It’s fitting that last night’s federal leaders’ debate took place in the Canadian Museum of History, because at this point in history, it will go down as the most ridiculous debate that our democracy has ever staged. And I say this having moderated more than 700 debates that were intentionally ridiculous.
If you tuned in, it was tough not to tune out. So here is what you “missed” in a nutshell, since I don’t want you to waste much more of your time this week.
TOO MANY PARTICIPANTS
There were at least two debaters on that stage last night that shouldn’t have been there: Maxime Bernier and Yves-François Blanchet. The former because he is a fearmonger who espouses xenophobic policies and broke off from the Conservative Party because he thinks Andrew Scheer is a Liberal – perhaps the least disturbing of his misconceptions – and the latter because his entire mandate is to pursue the interests of one province. You may argue that they have met the requirements of inclusion through holding seats in Parliament, but by that argument, why not just invite every MP from the House of Commons on to the stage to yell at the same time? It would be just as unintelligible – but at least then it might have some of the intrigue of a Game of Thrones battle scene.
TOO MANY MODERATORS
I applauded the move of an unprecedented all-female journalist lineup of debate moderators. But that was before I knew they would all be moderating the same debate! With all due respect to each, none of them had a chance to take control of the debate since their limited time segments essentially allowed them to pose one question and then tell each participant when their time was up (which usually occurred just before each leader seemed poised to maybe make an actual point). Then, just when people were getting used to one moderator’s voice, she would disappear without so much as a goodbye and the next moderator would begin her section, thus resetting the debate to a confusing new beginning. When the first switch took place, from Lisa LaFlamme to Althia Raj, I honestly spent the first two minutes wondering what had happened to Ms. LaFlamme. Did she fall through a trap door? Did she just realize she had to anchor the CTV News broadcast and bolt out? If you’re going to have multiple moderators for one debate – which we should all now realize you should not – at least make the transitions interesting. Perhaps a baton hand-off like a relay team. Or firing tennis balls into the crowd like Bianca Andreescu. Or a puff of ninja smoke. Something!
THE AUDIENCE SETUP
I don’t know whose idea it was to place one-third of the live audience on the stage behind the moderators, and the other two-thirds behind the party leaders’ backs, but it was a very, very bad idea. The end result: An awkward staring contest between the “stage people” and the “behind-the-back people,” with each one wondering who would blink first and what the hell was happening. They had also been specifically instructed not to make any noise or, apparently, show any signs of life. Frankly, it would have been a more lively environment if it took place in front of some of the museum exhibits. At the beginning of the evening, an audience member nervously asked the first question of the night. And why not: If you’ve hired five different veteran journalist moderators for the same debate, you should, by all means, go to an anxious audience member to get things started. He’s seated on the stage anyway. Might as well use him.
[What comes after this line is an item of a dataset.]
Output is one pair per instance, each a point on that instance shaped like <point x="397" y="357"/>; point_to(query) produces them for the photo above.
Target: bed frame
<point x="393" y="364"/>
It’s always difficult to determine exactly what questions to ask of leaders. Apparently 8,000 questions were submitted by Canadians, which were then divided into five categories. Yet none of the ones selected really touched on foreign policy, and the section on Indigenous issues was quickly hijacked, becoming exclusively about pipelines – a further indignity to the issues. Meanwhile, the best question of the night, about the climate crisis, came from a man who was watching from the Halifax library. Which begs the question: If you’re going to go to everyday Canadians for questions anyway, why have any moderators at all?
Overall, as soon as this format was announced, I knew it was going to be a challenge for all involved. But credit where credit is due: The organizers outdid themselves. With too much of every element, it somehow achieved not enough of the one thing debate viewers are looking for: a clear idea of the grasp of issues of each leader. A ridiculous idea on paper was turned even more ridiculous by its execution. Now, it’s firmly entrenched in the Canadian history museum, of which some of those “live audience” members may in fact now be a permanent exhibit.